Sure, you’ve got them on your email list but if they are only interested because you gave them something free, then of what value is that email address? Not much, right?
Unfortunately, now that free is a thing – everybody expects something for nothing. From healthcare to lipstick, half the people walking around this country have the attitude that they should get stuff for free – just because. It has nothing to do with deserving it, earning it or otherwise being entitled to it. In those minds the very fact that they live and breathe is reason enough to get it.
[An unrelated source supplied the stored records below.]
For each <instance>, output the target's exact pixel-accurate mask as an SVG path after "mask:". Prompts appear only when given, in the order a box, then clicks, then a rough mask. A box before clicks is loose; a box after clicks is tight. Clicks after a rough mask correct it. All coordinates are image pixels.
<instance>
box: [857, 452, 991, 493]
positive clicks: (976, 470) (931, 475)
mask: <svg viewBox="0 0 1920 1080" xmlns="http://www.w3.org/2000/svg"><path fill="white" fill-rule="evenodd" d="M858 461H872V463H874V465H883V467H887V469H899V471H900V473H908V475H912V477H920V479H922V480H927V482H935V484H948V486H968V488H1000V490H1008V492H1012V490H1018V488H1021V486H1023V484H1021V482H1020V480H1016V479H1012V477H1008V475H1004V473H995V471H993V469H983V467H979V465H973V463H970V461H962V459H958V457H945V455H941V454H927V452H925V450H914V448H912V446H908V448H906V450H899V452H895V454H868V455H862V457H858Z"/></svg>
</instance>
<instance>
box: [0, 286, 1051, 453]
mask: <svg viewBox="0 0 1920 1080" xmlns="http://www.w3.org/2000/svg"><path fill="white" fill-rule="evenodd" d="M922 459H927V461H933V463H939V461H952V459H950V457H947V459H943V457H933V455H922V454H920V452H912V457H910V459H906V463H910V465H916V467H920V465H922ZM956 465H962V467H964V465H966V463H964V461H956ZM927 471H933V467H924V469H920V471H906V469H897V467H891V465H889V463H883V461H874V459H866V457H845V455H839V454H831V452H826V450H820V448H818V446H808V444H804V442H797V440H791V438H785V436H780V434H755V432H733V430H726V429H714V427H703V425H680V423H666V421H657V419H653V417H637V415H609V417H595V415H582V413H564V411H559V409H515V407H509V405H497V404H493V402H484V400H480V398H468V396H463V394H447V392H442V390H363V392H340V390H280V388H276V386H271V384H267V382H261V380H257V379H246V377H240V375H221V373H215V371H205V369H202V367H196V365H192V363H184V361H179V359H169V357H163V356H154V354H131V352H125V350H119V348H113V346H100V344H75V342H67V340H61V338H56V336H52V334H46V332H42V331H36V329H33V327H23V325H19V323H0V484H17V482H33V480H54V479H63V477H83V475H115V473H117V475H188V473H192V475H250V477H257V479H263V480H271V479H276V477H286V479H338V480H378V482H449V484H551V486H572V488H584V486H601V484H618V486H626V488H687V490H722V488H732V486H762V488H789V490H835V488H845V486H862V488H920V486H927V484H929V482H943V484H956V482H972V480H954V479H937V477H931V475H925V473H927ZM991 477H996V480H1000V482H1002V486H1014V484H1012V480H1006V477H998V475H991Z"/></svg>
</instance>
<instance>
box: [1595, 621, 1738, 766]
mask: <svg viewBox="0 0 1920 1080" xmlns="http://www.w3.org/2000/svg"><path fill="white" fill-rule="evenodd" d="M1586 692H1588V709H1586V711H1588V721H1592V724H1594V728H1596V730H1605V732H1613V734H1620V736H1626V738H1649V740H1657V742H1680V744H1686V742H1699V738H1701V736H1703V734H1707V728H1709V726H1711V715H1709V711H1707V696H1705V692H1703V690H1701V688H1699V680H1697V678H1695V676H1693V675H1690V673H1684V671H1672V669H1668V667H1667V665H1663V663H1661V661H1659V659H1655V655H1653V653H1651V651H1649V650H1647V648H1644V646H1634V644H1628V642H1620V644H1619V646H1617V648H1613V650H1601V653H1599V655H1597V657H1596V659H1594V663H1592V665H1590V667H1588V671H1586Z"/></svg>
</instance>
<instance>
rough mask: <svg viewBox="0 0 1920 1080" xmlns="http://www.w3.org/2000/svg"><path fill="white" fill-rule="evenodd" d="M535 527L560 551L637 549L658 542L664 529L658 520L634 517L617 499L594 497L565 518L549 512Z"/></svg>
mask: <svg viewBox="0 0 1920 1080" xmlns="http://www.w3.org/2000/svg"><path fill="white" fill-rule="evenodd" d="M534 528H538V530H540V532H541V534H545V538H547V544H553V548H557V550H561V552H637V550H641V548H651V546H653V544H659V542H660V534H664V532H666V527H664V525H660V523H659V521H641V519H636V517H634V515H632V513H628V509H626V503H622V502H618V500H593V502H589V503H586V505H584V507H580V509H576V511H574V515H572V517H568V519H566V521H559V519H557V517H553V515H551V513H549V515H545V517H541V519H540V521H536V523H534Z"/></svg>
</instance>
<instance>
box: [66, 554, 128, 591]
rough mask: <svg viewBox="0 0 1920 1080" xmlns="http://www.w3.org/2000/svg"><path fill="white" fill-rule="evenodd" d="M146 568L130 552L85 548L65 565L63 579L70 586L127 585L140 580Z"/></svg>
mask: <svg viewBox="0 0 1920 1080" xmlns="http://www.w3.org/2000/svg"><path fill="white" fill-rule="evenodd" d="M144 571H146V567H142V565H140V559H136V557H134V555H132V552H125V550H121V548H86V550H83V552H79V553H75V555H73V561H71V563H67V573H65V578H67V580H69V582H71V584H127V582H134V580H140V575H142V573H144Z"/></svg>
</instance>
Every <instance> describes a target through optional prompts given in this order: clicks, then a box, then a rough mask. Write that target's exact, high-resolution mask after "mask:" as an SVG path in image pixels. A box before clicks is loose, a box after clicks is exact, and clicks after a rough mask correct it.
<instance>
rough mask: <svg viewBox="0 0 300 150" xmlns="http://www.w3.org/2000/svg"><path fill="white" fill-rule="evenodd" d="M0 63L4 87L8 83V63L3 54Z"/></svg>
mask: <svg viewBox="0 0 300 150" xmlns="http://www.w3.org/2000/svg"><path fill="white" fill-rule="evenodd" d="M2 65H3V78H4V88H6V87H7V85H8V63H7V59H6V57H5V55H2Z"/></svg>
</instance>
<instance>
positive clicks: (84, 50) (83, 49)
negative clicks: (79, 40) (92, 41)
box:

How Much is Free Really Worth?
I don’t know about you but in my case, 99% of anything I’ve ever gotten for free has been worth the same amount as the price tag. There is the rare eBook, or other item that has been valuable to me and I have gone back to that seller and bought things. But by and large my forays into the free universe have resulted mostly in overstuffed inboxes, unwanted emails, and just general annoyance. So I’ve turned over a new leaf. I no longer seek the free. I simply seek the things I need and want and yeah, I’m willing to pay for them. If I’m not willing to pay for them then I pass. I’ve been unsubscribing a lot too, which has been great for handling emails and saving me time. And I really think now before I click that button that is big, red and says FREE. Because I’ve realized that if something is worth having then it’s worth paying the person who has spent the time creating it, marketing it and so forth. Things don’t just spontaneously appear in the world. Somebody had to make it. They had to think it up, and take the steps necessary to bring it into being, and believe me that took time, energy, resources, and a helluva lot of work. Don’t they deserve to be paid for their trouble?
So what do you think about free stuff? Good, bad, somewhere in between?